A good fencing team isn’t always what people think of when they look at Cal Poly sports.
Still, Cal Poly’s fencing club, though not funded by the school, is one of the best teams in the state, regularly beating NCAA teams in tournaments. Last year, Cal Poly took first place in a California all-club tournament. The team also placed second among 15 schools in the West Coast Invitational, a national tournament.
This year, the team is only a few points behind UC Davis to get the top spot once again.
No one knows exactly when the club was started, but the story, as told by head coach Eric McDonald, 49, is that the club consisted of four members and one set of basic equipment when he joined in 1992.
McDonald came to Cal Poly after a long background in fencing. In 1976, he and a few friends in Visalia became interested in fencing after seeing “The Three Musketeers.” They checked out their library’s only book on fencing and began to teach themselves how to fence.
“I whittled down a broomstick to the correct length and started to teach myself following the instructions in the book,” McDonald said.
Eventually, McDonald and his friends got their first set of equipment in Fresno.
Luckily for McDonald, New Zealand’s under-20 national champions moved to his neighborhood and began to teach him and his friends how to fence. McDonald later moved on to UC Santa Barbara, where he was the fencing team captain and began to coach after graduation.
He came to Cal Poly in 1992 to get his Master’s in business administration and helped the existing club begin to flourish.
From there, McDonald coached the club and developed the program to what it is today. Currently, the fencing club has between 40 and 60 active members at a time.

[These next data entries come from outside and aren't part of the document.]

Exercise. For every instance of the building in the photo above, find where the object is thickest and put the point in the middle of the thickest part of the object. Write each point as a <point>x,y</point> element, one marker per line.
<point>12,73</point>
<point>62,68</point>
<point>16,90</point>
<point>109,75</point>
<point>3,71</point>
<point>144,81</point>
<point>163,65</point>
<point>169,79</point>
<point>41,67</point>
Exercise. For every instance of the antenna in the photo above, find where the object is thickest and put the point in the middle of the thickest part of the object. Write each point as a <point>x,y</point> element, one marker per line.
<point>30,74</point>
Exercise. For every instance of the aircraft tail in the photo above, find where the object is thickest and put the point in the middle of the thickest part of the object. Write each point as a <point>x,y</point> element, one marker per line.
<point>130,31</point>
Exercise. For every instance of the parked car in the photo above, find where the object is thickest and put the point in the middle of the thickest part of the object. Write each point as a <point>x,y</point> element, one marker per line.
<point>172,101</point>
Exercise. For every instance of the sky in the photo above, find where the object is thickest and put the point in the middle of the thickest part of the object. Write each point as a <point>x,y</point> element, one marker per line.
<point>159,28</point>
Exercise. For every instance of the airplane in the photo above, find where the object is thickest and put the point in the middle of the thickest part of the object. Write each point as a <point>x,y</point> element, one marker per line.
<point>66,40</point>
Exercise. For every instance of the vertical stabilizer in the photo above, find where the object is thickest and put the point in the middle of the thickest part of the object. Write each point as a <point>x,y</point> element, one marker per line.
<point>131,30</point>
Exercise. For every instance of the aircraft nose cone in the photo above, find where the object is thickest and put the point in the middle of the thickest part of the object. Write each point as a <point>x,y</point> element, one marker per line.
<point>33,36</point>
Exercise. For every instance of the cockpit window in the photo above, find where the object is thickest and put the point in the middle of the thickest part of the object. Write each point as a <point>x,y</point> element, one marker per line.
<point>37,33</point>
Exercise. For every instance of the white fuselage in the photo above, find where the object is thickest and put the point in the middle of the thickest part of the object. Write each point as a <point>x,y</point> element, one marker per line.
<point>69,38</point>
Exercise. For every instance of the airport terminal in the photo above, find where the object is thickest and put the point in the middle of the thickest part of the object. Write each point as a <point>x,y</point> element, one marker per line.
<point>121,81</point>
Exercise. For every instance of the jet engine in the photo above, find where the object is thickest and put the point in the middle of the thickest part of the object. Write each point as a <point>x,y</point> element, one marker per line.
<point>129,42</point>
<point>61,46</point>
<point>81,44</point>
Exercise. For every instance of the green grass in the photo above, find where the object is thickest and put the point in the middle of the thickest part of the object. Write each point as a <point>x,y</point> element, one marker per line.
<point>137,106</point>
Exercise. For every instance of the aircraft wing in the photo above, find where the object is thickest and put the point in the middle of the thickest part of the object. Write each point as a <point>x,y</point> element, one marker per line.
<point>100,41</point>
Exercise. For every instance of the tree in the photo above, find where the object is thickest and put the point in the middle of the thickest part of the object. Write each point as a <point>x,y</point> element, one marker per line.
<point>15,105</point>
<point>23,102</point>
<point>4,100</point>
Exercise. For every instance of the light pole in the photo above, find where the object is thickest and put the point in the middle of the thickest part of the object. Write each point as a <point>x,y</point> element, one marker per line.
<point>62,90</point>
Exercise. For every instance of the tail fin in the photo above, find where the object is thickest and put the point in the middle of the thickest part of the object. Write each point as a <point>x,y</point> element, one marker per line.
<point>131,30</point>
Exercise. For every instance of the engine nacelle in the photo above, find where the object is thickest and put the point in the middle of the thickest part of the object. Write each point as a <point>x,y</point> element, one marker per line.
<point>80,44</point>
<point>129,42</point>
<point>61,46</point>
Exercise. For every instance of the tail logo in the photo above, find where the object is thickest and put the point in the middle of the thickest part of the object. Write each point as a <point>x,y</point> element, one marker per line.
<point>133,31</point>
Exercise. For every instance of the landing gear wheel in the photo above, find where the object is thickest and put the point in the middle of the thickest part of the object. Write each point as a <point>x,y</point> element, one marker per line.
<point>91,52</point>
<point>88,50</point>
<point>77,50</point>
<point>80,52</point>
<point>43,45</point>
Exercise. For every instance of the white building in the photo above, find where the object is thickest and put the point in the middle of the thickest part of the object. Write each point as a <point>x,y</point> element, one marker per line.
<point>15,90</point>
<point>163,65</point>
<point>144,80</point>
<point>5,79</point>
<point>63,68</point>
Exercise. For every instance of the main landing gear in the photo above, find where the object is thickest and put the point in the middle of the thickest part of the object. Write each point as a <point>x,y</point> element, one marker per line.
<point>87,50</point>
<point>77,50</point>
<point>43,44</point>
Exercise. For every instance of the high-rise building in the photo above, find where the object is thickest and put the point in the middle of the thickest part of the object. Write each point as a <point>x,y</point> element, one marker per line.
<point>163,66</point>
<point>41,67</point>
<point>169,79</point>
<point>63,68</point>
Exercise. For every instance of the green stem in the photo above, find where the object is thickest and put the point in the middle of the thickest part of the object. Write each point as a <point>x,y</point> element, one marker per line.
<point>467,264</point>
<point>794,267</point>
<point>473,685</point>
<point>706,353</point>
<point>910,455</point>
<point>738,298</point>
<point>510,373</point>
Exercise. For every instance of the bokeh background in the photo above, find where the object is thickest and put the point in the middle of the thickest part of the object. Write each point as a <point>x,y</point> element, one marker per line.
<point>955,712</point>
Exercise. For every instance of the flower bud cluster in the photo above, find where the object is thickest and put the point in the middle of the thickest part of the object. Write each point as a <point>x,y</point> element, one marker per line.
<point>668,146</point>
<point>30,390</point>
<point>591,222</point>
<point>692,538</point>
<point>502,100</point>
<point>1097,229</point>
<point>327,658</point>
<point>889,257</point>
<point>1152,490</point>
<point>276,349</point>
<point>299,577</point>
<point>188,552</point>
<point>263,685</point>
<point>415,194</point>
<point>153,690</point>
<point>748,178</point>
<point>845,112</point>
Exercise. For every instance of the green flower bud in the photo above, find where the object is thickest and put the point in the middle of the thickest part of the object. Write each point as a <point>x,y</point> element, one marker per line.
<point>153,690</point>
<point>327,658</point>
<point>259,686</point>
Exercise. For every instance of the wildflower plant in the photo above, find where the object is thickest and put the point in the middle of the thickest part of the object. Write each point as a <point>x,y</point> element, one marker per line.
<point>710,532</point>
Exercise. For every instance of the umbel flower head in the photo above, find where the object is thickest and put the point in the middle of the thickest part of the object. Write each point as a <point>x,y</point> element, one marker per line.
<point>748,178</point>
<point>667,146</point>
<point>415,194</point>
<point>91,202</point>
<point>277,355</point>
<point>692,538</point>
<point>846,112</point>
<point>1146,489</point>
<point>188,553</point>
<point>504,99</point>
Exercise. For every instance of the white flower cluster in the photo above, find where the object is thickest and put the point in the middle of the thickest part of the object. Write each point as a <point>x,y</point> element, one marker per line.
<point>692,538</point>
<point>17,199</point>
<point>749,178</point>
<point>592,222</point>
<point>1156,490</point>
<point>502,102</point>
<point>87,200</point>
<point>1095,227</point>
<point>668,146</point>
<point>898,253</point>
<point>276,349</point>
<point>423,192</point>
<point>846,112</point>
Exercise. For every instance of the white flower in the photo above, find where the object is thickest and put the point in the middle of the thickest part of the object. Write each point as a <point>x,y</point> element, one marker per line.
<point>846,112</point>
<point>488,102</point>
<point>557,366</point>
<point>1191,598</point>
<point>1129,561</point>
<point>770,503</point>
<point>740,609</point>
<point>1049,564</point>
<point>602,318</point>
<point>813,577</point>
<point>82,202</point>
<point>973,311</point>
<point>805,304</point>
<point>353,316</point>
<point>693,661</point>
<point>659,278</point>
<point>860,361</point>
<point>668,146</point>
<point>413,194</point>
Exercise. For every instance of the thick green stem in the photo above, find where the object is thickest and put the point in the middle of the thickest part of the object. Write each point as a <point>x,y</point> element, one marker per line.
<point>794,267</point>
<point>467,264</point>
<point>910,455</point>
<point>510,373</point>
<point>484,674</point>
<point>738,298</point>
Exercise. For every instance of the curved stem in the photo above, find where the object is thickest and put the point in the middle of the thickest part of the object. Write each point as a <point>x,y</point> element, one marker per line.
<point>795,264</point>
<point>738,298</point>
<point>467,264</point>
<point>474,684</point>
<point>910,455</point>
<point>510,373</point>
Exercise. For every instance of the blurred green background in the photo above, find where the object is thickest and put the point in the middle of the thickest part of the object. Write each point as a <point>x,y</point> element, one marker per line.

“The difference between us and the NCAA teams is that they get money and they recruit fencers who already have experience. Our fencers come to us with no experience and so in three years, we have to turn them around and get them to that level,” McDonald said.
On March 7, the club competed in the All-Cals Tournament at UCLA, where several members took top spots in foil, epee and saber individual and team events. The tournament, which is open to every college student who fences in California, will be held at Cal Poly next year.
The club is funded by dues, fundraisers, money made from tournaments and Associated Students Inc.’s sports club grant, which provides equipment for all of its members.
Providing for members is not an easy feat, since the sport is completely equipment-based and equipment costs hundreds of dollars.
All of its coaches are volunteers, many of whom are Cal Poly and club alumni, who teach everyone from the very beginners to all skill levels in foil, epee and saber. At any given point, there are about seven classes being taught.
Tim Baldwin, a mechanical engineering freshman, got into fencing during high school when he took fencing for high school physical education credit. He immediately sought out the fencing team when he started in the fall.
“It was one of the reasons I came to Cal Poly,” said Baldwin said, now the club’s historian and webmaster.
Mary Phillips, a city and regional planning graduate student, has been in the club for seven years. She first saw a flier for the club in her dormitory and said to herself, “I want to go.”
She now teaches the beginners’ class.
“I really like having the opportunity to give back to the club because I’ve learned so much from being here. I’m glad that I can give that to someone else,” Phillips said.
“The most important thing is that the fencers build camaraderie,” Phillips said. “We’re friends both inside and outside of the club. It’s both learning the sport of fencing and appreciating the sport as well as becoming friends and members of the team.”
Many of the club’s members and coaches were inspired to start fencing because of movies.
Nicole Bowers, now a Cal Poly alumna and a coach for the club, decided to join because she thought it would be much like the simulated sword fighting in movies like “Zorro” and “Star Wars.” Other members were inspired by “Princess Bride,” although most now agree that the majority of fencing in movies is highly inaccurate.
“It’s much better than (in) the movies,” Bowers said.
The fencing club meets in Mott Gym from 8 to 11 p.m. every Tuesday and Thursday.